Google Sells Chromebooks Without SubscriptionsGoogle Sells Chromebooks Without Subscriptions
Monthly fee model expanded to allow customers to purchase the Web-centric notebooks outright.
Samsung Chromebook: Hands-On Visual Tour
Slideshow: Samsung Chromebook: Hands-On Visual Tour (click image for larger view and for slideshow)
Google said Friday that it is expanding the pricing options for Chromebooks, the Web-only notebooks that Google's hardware partners Acer and Samsung began offering to consumers through Amazon, Best Buy, and TigerDirect.com in June.
Google has been selling Chromebooks as a subscription service directly to business and education customers, starting at $28 per month for businesses and $20 per month for schools. Chromebook subscriptions extend for three years. After that period, customers own the Chromebooks; they can also choose to renew their subscription and receive new hardware.
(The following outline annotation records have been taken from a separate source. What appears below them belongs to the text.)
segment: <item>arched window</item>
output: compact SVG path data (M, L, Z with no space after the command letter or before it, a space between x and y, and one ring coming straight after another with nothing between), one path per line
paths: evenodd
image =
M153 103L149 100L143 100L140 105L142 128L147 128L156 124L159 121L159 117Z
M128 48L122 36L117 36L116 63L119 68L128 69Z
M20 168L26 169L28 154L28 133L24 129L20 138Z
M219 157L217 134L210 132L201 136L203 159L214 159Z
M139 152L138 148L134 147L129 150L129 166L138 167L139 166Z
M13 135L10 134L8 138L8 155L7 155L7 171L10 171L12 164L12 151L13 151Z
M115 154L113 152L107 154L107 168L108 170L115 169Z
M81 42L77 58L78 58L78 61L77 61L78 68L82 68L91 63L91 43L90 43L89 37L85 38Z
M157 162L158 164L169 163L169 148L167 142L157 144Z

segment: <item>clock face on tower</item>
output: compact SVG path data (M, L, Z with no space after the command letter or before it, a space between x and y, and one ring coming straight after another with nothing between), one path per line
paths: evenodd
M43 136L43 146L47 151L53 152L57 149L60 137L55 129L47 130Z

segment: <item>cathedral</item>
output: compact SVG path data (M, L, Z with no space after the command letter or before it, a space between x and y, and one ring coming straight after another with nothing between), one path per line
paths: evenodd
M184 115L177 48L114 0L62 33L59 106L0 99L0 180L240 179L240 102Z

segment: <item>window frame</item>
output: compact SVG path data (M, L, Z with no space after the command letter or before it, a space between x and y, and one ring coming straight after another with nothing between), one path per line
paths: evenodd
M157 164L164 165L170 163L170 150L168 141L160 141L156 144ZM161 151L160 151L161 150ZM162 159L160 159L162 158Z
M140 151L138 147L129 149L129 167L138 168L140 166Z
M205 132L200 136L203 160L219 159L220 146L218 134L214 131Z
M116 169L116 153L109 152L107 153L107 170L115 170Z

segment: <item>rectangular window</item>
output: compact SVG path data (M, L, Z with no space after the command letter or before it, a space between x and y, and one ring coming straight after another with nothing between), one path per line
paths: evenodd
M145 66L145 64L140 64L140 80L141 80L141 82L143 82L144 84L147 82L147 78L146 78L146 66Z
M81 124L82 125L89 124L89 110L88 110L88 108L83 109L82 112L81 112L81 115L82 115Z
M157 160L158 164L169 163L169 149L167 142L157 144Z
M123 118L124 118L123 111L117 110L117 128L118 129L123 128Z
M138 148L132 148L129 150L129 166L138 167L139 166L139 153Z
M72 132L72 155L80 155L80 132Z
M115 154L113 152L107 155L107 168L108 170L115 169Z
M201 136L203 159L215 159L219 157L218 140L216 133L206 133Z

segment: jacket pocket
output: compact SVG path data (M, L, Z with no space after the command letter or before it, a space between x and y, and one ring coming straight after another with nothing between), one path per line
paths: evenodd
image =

But the subscription pricing model isn't right for everyone. Google product manager Glenn Wilson said in blog post that Google has decided to expand its pricing options to accommodate organizations that work with yearly budget cycles.
"To meet these customers' needs, in addition to our three-year subscription model, today we are introducing an alternative payment option," he wrote. "This new option gives schools and businesses a choice to pay upfront for Chromebooks with one year of access to the Web-based admin management console, phone support, and hardware warranty coverage."
After that, customers have the option of paying a monthly fee for support and access to the administrative management console. But hardware warranty coverage is lost.
[Find out what we thought about Google's Chromebook. Read Samsung Series 5 Chromebook: Hands-On Review.]
Whether this will encourage more businesses and schools to invest in Chromebooks remains to be seen. Google has been silent about Chromebook sales since the devices were released in June. The company has repeatedly declined to provide sales figures.
It was no more forthcoming during its recent Q3 2011 earnings conference call. Susan Wojcicki, SVP of advertising at Google, said on the call that Acer and Samsung were selling Chromebooks in seven countries in addition to the United States, but she offered no guidance about the number of Chromebook customers.
This is not a good sign. Normally, when a technology product is selling well, the company that made the product will issue a press release or let someone know. For example, Apple recently trumpeted the fact that four million of its iPhone 4S devices were sold in just three days.
Nonetheless, expectations should be a bit more modest for a product running an operating system with no installed base that promises fewer capabilities (along with fewer problems) than competing notebooks running Linux, Mac OS, or Windows.
Among the presumed few who have taken the plunge and bought into Chrome OS, Cedric Paine, director of technology at the Fessenden School in West Newton, Mass., was effusive about Google's gambit to move personal computing into the cloud.
"I really think this is the most promising technology out there right now, for a school situation," he said in a phone interview.
Paine said the Chromebook is ideal for Web apps, which he expects will become the preferred form of software. "I think we'll see more HTML5 apps and that will be the standard over time, rather than iPad apps that are locked into a particular platform. This is open."
The Fessenden School has 55 Chromebooks among the 325 devices that it maintains for 480 students and 160 faculty and staff.
Paine said the moment he heard about the pricing model change, he inquired to Google about whether he could switch to the outright purchase plan. Buying Chromebooks through an upfront purchase would save the school about $150 per device, he estimated. Asked about this, Google said it will not be providing customers with the option to switch pricing plans at this time.
Paine mostly praised Chromebooks, noting that they're fast and start right up. "It has a keyboard, which is really important," he said. He also dismissed tablets, noting that they're "geared toward consumption" and that in a school, "you want a device geared toward production."
This perhaps glosses over the iPad's utility as a content creation tool, particularly with an add-on keyboard. But retrofitting a touch-based device with a keyboard requires some adjustment to work habits, and the limitations Apple imposes on how one can move files can be irksome.
Paine's one complaint about Chromebooks had to do with the unreliability of Google Cloud Print, the service by which Chromebook users are supposed to be able to connect to networked printers. He said that some attempts to print didn't work because the cloud print server had an error that needed to be cleared. But he added that printing has become less of an issue now that so much is done in the cloud--Fessenden switched to Google Apps about two years ago.
Paine didn't know how well Chromebooks had been selling. He said he was aware of a few other schools that are using them. He added that he'd spoken about Chromebooks before gatherings of educators in New York and Boston recently and that there's a high level of interest.
"I am really happy with them and the teachers and kids like them," he said.